Judd Flesch, a doctor who helps run Penn Votes and Presby Votes, described the program as fitting squarely within the hospitals’ mission.

“We’re in the business of caring for people,” he said. “The best health-care providers … aren’t treating a disease, we’re treating a patient.”

How students benefit, too

For the first- and second-year medical students, canvassing patient rooms can help them become more comfortable roaming a hospital and interacting with patients.

“You’re mostly studying and not getting that much patient exposure,” said Alisha Maity, 26, a fourth-year medical student who helps run JeffVotes.

At Penn, the focus this election is on last-minute requests that need court approval; law students present those to a judge.

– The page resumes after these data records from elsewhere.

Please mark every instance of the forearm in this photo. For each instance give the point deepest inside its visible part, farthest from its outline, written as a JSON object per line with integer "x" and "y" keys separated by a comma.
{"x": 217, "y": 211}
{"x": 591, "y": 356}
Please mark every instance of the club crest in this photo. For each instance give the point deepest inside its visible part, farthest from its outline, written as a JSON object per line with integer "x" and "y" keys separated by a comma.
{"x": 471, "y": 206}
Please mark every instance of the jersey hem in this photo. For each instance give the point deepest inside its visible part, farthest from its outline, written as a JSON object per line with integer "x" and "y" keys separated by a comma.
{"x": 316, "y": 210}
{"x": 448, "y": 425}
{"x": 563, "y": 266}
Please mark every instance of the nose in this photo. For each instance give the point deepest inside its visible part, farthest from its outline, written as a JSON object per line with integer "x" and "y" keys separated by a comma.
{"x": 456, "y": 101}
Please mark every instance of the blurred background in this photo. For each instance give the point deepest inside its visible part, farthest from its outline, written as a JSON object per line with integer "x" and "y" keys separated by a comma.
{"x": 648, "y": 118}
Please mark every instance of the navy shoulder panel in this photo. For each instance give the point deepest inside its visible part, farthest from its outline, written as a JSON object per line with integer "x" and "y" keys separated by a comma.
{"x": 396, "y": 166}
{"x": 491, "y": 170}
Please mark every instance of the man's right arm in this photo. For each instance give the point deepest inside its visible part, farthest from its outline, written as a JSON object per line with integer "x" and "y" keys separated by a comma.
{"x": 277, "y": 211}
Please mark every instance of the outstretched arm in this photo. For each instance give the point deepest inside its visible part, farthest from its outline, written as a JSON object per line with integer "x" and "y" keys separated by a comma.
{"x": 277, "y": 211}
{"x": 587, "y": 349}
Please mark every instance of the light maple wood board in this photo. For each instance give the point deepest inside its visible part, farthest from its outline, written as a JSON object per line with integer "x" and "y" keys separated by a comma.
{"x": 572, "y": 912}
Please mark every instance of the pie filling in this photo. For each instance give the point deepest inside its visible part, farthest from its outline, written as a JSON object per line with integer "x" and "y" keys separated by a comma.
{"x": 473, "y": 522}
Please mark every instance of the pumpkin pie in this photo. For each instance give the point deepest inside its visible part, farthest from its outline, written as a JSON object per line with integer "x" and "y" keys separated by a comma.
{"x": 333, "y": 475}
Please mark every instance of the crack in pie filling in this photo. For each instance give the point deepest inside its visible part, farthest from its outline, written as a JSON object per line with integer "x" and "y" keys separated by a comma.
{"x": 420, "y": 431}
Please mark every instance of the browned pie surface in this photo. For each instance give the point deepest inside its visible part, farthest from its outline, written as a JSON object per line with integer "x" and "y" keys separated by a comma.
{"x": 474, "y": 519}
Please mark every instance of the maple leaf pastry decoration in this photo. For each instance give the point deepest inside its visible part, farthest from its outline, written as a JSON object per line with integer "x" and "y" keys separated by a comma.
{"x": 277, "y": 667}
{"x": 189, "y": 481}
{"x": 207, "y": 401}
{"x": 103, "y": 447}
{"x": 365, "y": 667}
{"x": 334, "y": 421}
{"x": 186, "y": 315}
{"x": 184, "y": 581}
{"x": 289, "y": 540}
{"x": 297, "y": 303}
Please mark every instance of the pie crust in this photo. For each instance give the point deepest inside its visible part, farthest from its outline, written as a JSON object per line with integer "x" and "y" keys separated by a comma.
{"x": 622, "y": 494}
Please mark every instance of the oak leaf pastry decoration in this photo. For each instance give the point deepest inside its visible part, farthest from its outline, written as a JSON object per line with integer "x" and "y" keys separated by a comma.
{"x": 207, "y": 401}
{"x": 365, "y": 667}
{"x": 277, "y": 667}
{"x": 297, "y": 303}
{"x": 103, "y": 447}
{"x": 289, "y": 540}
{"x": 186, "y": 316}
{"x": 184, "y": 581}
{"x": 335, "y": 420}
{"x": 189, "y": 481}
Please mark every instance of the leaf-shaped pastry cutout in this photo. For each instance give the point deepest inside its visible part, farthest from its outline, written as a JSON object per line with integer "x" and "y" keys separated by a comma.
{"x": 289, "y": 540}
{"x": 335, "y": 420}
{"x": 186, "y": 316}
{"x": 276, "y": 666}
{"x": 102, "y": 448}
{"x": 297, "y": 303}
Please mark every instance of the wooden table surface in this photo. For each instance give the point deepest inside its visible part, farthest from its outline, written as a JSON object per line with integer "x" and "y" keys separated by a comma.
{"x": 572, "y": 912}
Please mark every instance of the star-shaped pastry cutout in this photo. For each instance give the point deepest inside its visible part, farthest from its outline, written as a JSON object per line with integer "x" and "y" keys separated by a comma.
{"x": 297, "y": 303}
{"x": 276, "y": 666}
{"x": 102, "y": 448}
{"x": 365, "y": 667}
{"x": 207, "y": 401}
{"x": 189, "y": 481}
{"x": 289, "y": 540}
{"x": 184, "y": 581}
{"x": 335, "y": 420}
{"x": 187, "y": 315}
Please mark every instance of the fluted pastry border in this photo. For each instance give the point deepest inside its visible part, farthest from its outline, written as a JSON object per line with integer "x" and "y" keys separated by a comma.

They’ve also run into opposition in the courtroom in the past, adding to the learning experience.

How hospital voting helps the community

Assisting patients in voting also deepens relationships between the public and the hospitals and schools, said Dwight McBee, chief experience officer at Temple University Health System, where undergraduate students participate in the absentee ballot program.

“We want to make sure that voting rights is something that we make a process for our patients for,” he said. “It’s aligned with our mission to really take great care of our community.”

Maity and Linder connected patients voting to broader issues of civic engagement and representation, noting that people of color, people with disabilities, and people who are poor are less likely to vote while being more likely to need medical attention and policy changes that can help them.

“They are the ones getting disenfranchised, and then they’re not able to vote for people who might be able to vote for the system that might actually help,” Maity said. Voting and civic engagement, she said, “should be a part of public health. It’s a public health issue.”